A few years ago, I reconnected with a very close friend from college who had slipped out of my friend circle. It was difficult to pin a date on when we lost touch. Let me correct that: When all of us lost touch with her.

She just drifted away from us in the last year of college.

The ambitions, the travels, the passions of youth are remarkably resilient to the comings and goings of people. It is the only reason that I can think of – the only reason why we all let her go so easily.

A few years later, we reconnected. She was now a single mom and I was back in India. And then she said to me casually, almost sounding cavalier, “I know you wonder why I disappeared on all of you like that. It was after I was raped. I just needed to stay away."

I was struck by the simplicity with which this was stated. She hadn’t meant to shock me. She was merely explaining.

How had we missed every sign?

“Why didn’t you say something?” I asked.

There was no answer.

It is this complexity of the issue of rape that grinds, that makes it one of the most emotionally and psychologically enervating experiences possible, apart from the physical trauma.

My friend articulated her response as best as her 20-year-old self could, withdrawing from friends, going into a shell and then into a deep depression.

In her mind, she was now different. She never articulated it or took any action, just held on to her otherness, sinking with it.

She suffered for years, went into therapy, withdrew from intimate relationships, before finally reconnecting with people who once mattered. To explain – but also to be able to reach out to that part of her life that she had shut out because of this experience.

It was yet another act of bravery, in the series of steps she had taken towards recovery, alone and unsure.

Justice for this violation is only one of the many steps on the way to reclaiming oneself from an experience like rape.

Rape is an under-reported crime. We will never know of the many in our midst who struggle with this, who are born into a new existence by this single act of brutality – but we should know they exist. And that makes us all responsible towards those who choose to speak out and have the courage to seek justice.

Liberal hypocrisy

It is in this light that we need to look at the question of the recent controversy over former Tehelka editor Tarun Tejpal.

Even if we ignore his own words that he wrote to the victim – he claims to have done “penance that lacerates” – and acknowledge that he has every right to defend himself in a court of law, there is no justification for the campaign undertaken in his defence to seek to rehabilitate him before that date in court, while casting aspersions on the character of the young lady who has brought forth the charge of rape.

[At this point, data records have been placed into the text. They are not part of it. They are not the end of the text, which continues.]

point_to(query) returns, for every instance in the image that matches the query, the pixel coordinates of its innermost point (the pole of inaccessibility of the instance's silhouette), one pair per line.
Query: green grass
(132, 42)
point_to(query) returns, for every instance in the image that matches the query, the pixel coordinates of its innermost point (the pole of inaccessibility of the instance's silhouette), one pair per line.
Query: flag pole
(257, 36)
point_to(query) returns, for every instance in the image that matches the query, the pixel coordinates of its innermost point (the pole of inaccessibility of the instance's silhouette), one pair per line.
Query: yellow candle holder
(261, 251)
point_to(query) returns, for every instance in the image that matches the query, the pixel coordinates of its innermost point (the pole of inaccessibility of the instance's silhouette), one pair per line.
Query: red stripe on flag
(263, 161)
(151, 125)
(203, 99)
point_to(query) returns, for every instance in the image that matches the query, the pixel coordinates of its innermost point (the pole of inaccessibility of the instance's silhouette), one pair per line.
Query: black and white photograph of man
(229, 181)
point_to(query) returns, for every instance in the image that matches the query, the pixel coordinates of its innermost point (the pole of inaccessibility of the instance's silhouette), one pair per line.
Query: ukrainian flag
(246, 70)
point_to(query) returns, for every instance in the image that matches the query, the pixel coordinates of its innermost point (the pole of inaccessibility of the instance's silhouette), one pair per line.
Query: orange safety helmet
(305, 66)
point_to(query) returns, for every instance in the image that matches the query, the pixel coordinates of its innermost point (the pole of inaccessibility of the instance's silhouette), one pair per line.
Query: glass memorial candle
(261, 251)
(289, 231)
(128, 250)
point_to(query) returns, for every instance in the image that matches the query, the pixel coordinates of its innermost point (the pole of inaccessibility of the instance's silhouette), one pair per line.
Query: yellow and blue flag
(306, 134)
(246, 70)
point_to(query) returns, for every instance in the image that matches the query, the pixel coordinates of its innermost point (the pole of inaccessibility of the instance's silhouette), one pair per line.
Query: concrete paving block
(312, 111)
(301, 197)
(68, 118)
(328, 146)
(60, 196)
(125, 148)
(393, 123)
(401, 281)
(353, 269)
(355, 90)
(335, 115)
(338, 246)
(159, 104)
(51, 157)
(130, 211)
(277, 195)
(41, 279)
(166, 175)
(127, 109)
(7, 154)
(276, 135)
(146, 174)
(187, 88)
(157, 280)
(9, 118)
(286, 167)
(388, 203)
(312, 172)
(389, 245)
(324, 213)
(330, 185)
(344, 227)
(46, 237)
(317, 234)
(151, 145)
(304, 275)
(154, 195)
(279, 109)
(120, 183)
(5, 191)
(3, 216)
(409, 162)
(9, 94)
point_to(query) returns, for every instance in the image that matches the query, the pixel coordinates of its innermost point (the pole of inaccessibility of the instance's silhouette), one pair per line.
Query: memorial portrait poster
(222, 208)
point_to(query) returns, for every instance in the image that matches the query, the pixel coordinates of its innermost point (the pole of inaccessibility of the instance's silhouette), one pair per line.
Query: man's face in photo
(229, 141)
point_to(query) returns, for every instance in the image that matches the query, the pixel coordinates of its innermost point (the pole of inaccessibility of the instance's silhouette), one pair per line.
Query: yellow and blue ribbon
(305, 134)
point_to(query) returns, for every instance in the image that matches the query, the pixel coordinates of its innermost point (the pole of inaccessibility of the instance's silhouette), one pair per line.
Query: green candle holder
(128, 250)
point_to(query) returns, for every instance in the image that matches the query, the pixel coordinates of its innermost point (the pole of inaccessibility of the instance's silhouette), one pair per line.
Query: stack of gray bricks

Rape, it needs to be reiterated, is not a “grave error”, as a columnist in the Mumbai tabloid Mid-Day characterised the crime on Thursday. An accusation of sexually inappropriate behaviour is not a “brouhaha”. The need to normalise sexually predatory behaviour as a means of reducing the severity of the charge and placing Tejpal back on a pedestal is unacceptable.

That there was a further attempt to somehow link this to the greater cause of upholding liberal values reveals the patriarchy that the so-called liberal class is held captive to – the same kind that they scoff at in “others”. How then, as another opinion piece asked pertinently, is this response different from the kind we see from some khap panchayats? Are the country’s elite in South Mumbai – and their counterparts in Lutyens’ Delhi – so anaesthetised by their importance that they fail to see the hypocrisy of their own response, when it comes to one of their own?

The answers to the questions are obvious. But they must be asked.

If we recoil at the mention of “rape culture”, we must examine why this malaise exists. We need to acknowledge that it is tacitly abetted by intentionally reductive commentary that creates a zone of acceptance around sexually predatory behaviour.

What has been revealed is the hypocrisy of the self-appointed vanguards of liberalism and their moral agnosticism applied selectively over and over again – from rape to free speech. It is this that has led many to consider themselves ex-liberals in the Indian context and yet others to coin the term “pseudo liberals”.

If this was supposed to be a rallying cry for the liberals to rise, it failed. If it was an attempt to rescue Tejpal, it has done quite the reverse. What has been made explicitly clear, though, is the need to rescue the liberal cause from those who claim to represent it.